View Full Version : Cat-like command to dump text from START to END for Bush Video Archive?
kentbye
May 10th, 2007, 05:11 AM
I'm working on screen scraping the WhiteHouse.gov for a website that I'm helping out with, and I have a question.
Is there a commandline program or grep options that will display the text between two strings -- like the text between "<!-- BEGIN -->" & "<!-- END -->" ?
I'm trying to isolate the transcript text that appears between these two flags.
cat will dump the text
grep will also search for strings on a line.
But is there anything out there that will output everything in between into a file?

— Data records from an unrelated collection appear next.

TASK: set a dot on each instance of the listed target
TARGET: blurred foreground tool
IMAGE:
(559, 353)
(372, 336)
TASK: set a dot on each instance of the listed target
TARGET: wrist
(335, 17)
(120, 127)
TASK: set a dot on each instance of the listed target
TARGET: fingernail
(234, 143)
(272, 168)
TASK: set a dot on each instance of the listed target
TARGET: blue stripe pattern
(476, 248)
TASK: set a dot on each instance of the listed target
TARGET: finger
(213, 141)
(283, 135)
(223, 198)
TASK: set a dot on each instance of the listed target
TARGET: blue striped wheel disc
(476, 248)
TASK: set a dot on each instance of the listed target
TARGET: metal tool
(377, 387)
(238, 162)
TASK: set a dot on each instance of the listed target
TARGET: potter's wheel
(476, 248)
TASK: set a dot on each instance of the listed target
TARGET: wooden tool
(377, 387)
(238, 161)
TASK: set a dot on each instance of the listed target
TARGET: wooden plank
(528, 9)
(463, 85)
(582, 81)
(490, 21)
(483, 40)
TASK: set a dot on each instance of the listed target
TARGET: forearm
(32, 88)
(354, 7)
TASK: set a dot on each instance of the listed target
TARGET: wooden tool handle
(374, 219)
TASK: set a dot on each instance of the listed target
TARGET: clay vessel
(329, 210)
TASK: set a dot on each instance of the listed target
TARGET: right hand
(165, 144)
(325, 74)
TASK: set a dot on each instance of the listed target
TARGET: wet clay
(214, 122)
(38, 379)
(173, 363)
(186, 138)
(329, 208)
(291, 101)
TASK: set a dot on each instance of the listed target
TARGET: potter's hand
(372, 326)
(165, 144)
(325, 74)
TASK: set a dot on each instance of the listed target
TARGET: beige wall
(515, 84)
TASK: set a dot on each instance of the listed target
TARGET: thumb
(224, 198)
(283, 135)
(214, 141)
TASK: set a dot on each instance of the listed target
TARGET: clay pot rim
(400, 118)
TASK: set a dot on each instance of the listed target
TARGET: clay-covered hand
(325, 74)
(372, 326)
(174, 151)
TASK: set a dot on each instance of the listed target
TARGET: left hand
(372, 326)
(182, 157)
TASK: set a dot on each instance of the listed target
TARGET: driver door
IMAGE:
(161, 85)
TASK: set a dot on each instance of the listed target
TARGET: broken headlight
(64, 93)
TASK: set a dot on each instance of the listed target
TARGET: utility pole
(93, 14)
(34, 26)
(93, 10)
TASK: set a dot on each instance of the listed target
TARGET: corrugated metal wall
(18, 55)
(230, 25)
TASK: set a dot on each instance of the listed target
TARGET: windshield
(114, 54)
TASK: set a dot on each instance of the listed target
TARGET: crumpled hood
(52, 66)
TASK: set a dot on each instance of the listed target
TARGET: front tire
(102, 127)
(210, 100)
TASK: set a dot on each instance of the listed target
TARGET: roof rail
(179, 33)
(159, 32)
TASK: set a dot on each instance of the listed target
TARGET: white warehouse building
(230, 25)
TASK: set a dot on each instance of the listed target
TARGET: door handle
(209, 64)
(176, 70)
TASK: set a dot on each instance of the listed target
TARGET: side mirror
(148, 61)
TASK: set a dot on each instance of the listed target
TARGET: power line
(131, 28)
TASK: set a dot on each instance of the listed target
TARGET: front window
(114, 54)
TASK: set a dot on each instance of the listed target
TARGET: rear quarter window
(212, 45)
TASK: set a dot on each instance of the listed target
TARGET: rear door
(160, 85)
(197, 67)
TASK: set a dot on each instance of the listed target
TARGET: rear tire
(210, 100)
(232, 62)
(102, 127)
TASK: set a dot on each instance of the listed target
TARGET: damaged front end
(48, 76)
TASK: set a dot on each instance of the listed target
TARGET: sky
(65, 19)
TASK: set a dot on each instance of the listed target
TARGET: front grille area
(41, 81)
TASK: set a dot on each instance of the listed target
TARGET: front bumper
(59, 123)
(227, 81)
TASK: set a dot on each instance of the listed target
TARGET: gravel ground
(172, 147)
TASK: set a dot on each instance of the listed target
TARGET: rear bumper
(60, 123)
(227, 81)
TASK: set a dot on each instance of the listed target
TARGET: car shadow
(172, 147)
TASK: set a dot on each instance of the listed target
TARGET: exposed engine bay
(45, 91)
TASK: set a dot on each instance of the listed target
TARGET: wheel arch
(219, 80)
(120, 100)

We're downloading the public domain streaming videos from WhiteHouse.gov, and transcoding them so that they're more accessible, and we wanted to also match up these videos with the transcripts.
Here's a sample page, and look at the page source to see the "<!-- BEGIN -->" & "<!-- END -->" tags:
http://www.whitehouse.gov/news/releases/2007/01/20070131-1.html
It will be integrated into a full-blown George W. Bush video archival collection, and this will make it a lot easier to search for video quotes for people to remix.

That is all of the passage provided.